El pálpito amarillo
Café Madrid
El pálpito amarillo
Estavez no hemos hecho el ridi. Estupendo primer tiempo de Ocampos y un poquito menos bueno, pero aprovechable, el del otro, o sea, el del malagueño. Lo de Ocampos, su primer tiempo ha sido, dado los paupérrimos matches que hemos presenciado, para ponerle un marco en Corripio, suponiendo que Corripio aún viviera. El otro, ya digo, Onti, si deja de preocuparse de bronquitas y tal, puede ser el segundo estilete de la entidad del istmo. Lo es ya, estimo. Pero el equipo está fofo, no tienen punch arriba. Y un boxeador sin pegada sólo puede aspirar, como mucho, a ganar a los puntos. Lo que en furbo se reduce al dichoso empate. ¿Ven como el futbol tiene su propia ley de composición interna? No hay delanteros que metan la cabeza o el pie. Porque yace fofo arriba. Porque los lacios no funcionan. Los dos buenecitos centran pour rien, que diría Macron mientras piensa en Ucrania. Los lacios nunca están en el sitio, no tienen ni chicha ni limoná. El lacio de hoy, el otro dormía plácido quizá un buen menudo con garbanzos, nunca está para rematar las bolas que meten los dos monstruitos del Cai, Onti y Brian o Braian, para los españoles de la España semicañí.
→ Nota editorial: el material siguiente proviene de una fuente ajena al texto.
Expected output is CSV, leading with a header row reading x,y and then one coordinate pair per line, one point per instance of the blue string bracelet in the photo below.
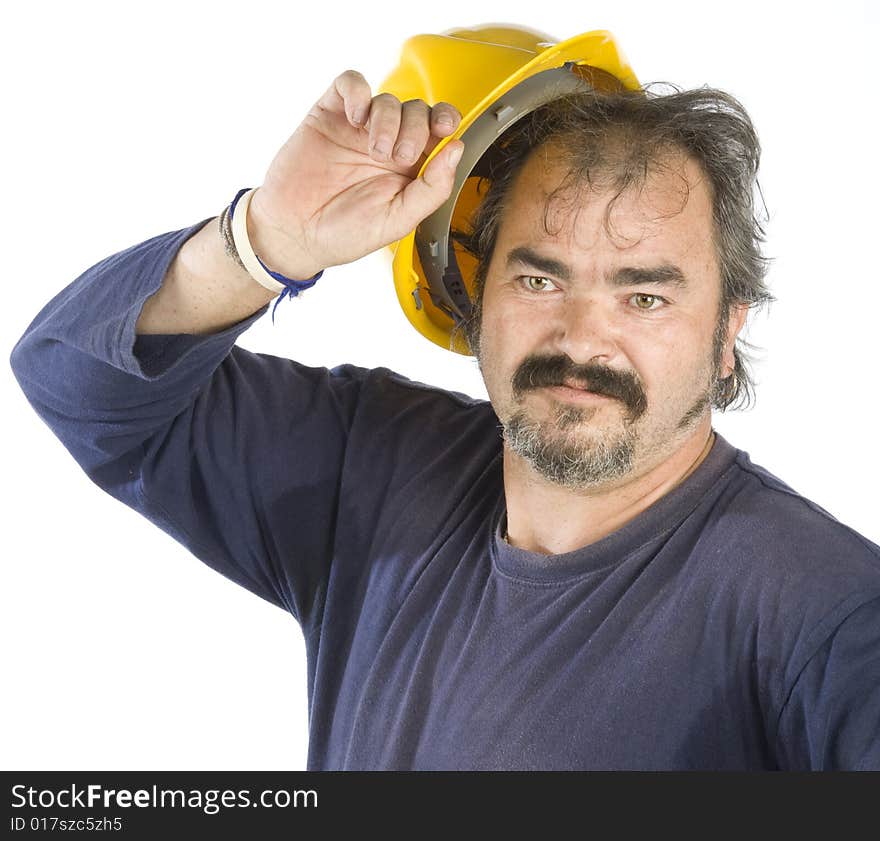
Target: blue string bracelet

Esperaba que el segundo tiempo fuere (toma ya subjuntivo) como el último cuarto de hora del primero, porque, aunque ellos llegaron mucho, nosotros, los de la cofradía de nuestro señor de las amarguras amarillas, con suerte y un buen 9, quizá habríamos terminado ganando este dividido partido en el que, hay que reconocerlo, El Graná fue mejorcito; pero no mucho mejor, no.
A ver qué depararía el segundo tiempo, devanaba tras la ingesta de las albóndigas que borda mi santa. Eso ideaba en el sofá.
De momento, me dije, no son mejores los del otro exglorioso, el Graná. Por cierto, y en plan modas-corte-inglés, ¿han visto una camiseta más fea alguna vez que la del Granada? Sí, exclamó uno que tomaba café en el extinto Café Madrid, Columela esquina a Cánovas del Château: “La camiseta interior de Marchena picuito”. O tempora, o mores. Cuánto daría por ser aquel niño que pasaba por delante del Madrid para mirar y admirar a los dioses áureos. Los entonces peloteros del Cai. Usaban fijata y brillantina a mogollón, eran altos y fuertes y mostraban gruesos anillos de oro. Y fumaban. Yo, aún, no, tendrían que pasar ocho años.